Pakujemy się do środka.



Ja z Rafałem odblokowujemy Biszkeka i półtoraszkę a Michał postanawia ruszyć z buta na cebulowe pole.


My zostajemy w bazie.

Szykujemy kolację.


Biszkekujemy delektując się widokiem na pik, który w końcu się odsłania.

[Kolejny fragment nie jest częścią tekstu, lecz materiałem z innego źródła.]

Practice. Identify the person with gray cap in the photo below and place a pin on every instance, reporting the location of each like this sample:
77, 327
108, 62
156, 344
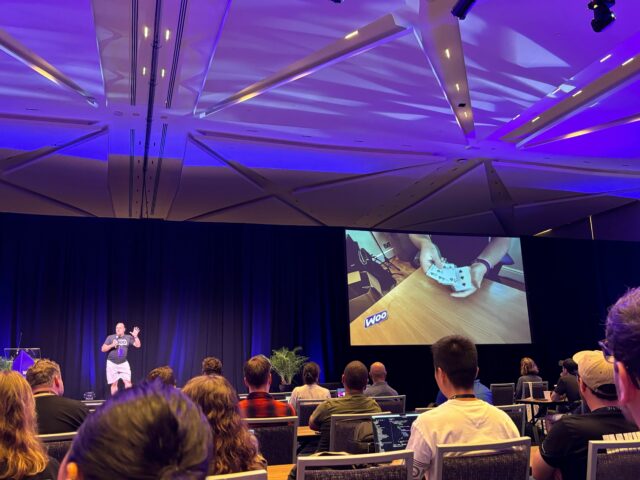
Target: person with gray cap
565, 448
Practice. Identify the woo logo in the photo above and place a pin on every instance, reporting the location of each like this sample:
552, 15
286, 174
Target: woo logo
375, 318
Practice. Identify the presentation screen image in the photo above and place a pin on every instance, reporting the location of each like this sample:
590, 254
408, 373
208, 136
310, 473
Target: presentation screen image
413, 289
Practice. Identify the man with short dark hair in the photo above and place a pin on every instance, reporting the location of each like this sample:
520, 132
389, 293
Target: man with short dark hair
164, 374
565, 448
354, 379
56, 414
211, 366
622, 348
463, 418
259, 404
380, 387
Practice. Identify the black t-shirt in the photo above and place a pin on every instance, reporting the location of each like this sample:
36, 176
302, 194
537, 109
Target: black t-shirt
567, 444
59, 414
568, 385
119, 354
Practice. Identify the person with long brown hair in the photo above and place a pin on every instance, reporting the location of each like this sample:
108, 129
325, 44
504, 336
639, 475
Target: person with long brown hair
234, 448
528, 373
22, 454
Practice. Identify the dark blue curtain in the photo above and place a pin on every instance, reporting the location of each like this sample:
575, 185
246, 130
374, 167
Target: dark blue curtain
194, 289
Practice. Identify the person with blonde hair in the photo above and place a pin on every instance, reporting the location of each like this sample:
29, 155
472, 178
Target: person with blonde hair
234, 448
22, 454
528, 373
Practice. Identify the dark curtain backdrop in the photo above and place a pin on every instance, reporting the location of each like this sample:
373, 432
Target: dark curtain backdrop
233, 291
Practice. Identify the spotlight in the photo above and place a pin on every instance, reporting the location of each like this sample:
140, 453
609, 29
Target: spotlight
602, 14
461, 8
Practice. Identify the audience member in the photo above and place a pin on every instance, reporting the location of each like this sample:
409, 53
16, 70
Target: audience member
528, 373
622, 348
55, 413
164, 374
211, 366
22, 454
480, 390
565, 448
379, 387
148, 431
462, 419
259, 404
310, 390
354, 379
234, 448
567, 386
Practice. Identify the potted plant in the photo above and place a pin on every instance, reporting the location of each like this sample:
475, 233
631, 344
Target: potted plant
286, 363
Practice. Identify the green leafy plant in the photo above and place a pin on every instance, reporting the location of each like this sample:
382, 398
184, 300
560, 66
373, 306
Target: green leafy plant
287, 363
5, 364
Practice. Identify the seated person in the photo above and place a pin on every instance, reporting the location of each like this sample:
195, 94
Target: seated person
211, 366
567, 386
22, 454
235, 449
310, 390
480, 390
148, 431
380, 387
259, 404
565, 447
354, 379
56, 414
528, 373
164, 374
463, 418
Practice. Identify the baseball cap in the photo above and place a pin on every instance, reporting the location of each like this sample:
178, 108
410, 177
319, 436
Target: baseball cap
594, 370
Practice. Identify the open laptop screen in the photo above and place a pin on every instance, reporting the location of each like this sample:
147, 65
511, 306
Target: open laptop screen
391, 432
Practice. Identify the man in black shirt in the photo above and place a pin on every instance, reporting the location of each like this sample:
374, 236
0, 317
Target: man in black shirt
56, 414
565, 448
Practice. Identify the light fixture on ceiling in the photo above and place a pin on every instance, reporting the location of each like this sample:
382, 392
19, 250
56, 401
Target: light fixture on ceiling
461, 8
602, 14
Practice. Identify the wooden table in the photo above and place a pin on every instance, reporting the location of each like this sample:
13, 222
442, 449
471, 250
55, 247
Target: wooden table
421, 311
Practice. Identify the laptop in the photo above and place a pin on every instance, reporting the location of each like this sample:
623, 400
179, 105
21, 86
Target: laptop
391, 432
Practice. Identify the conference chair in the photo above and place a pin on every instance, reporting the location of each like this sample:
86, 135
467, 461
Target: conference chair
342, 430
504, 459
277, 438
620, 461
502, 393
305, 408
391, 403
517, 413
58, 444
375, 466
253, 475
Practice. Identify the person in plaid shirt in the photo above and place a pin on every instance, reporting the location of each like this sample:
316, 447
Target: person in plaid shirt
259, 404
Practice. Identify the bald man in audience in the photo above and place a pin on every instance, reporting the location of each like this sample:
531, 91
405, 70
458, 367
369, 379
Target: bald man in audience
380, 387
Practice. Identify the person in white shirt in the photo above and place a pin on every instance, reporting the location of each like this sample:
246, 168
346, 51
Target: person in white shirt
310, 390
463, 418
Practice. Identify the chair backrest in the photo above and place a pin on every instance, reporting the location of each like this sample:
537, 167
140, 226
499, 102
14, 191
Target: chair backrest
342, 429
502, 393
305, 408
58, 444
622, 463
423, 409
504, 459
399, 471
517, 413
277, 438
253, 475
392, 403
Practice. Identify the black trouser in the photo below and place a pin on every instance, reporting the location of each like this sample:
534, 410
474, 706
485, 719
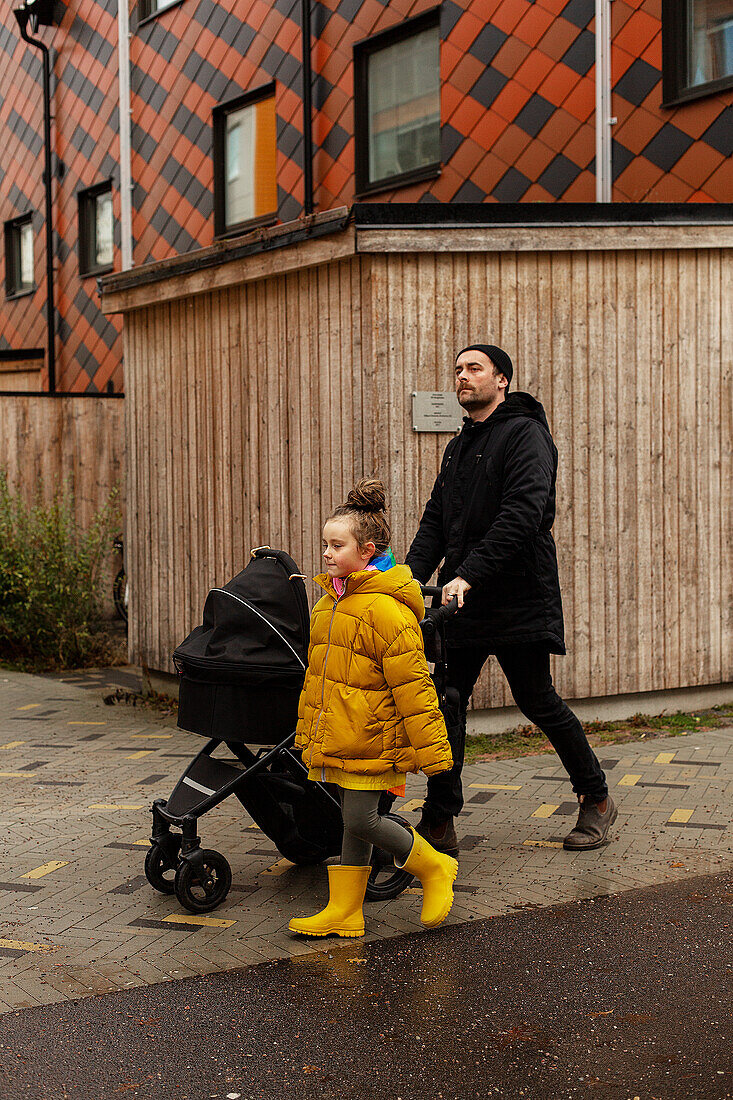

Nasz gospodarz wpada po ogarnięciu koni i walimy razem koniaczek. Potem dolatuje jeszcze druga ekipa, jak się okazuje to brat naszego gospodarza i jeszcze jakiś koleś. Pracują tutaj razem w bazie. Wszyscy bajkery. Każdy chce się przejechać ale środek nocy, ciemno jak w doopie więc grzecznie odwodzimy ich od tych pomysłów i po zakończeniu butelek koniaku walimy w kimę. To był ciężki dzień ale z doskonałym finałem w doborowym towarzystwie.